For a complete overview of Qwen 3.7’s capabilities, see our complete guide.
FAQ
Is Qwen 3.7 backward compatible with 3.6 API calls?
The API format is compatible (OpenAI-style), but you need to update the model name. Prompts that worked with 3.6 will work with 3.7, though outputs may differ.
Can I still use Qwen 3.6?
Yes. Qwen 3.6 models remain available. The open-weight variants (35B-A3B, 27B) are still the best option for local deployment.
Is the 1M context window real or just marketing?
It’s a real 1M token context window. Whether performance degrades at the edges (common with very long contexts) remains to be tested at scale, but the capability is there.

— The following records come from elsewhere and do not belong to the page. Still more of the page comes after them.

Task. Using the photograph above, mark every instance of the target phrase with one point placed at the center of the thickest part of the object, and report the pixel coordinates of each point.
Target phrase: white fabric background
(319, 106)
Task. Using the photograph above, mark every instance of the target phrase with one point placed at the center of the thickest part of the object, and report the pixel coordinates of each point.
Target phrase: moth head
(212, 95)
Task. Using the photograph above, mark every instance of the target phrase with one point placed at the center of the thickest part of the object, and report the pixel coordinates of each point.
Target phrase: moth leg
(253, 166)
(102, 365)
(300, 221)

Why did Alibaba skip open weights for 3.7?
They didn’t skip them permanently. Following the 3.6 pattern, open-weight variants will likely come weeks after the API launch. Alibaba ships API first to monetize, then releases open weights for community adoption.
How much faster is 3.7 than 3.6?
Speed benchmarks haven’t been published yet. The focus of 3.7 is on capability (longer context, better reasoning, autonomous operation) rather than raw inference speed.
Does 3.7 replace 3.6 for coding tasks?
For API users, yes. Qwen 3.7 Max is strictly better than 3.6 Max on every published benchmark. For local users, 3.6 remains the only option until 3.7 open weights drop.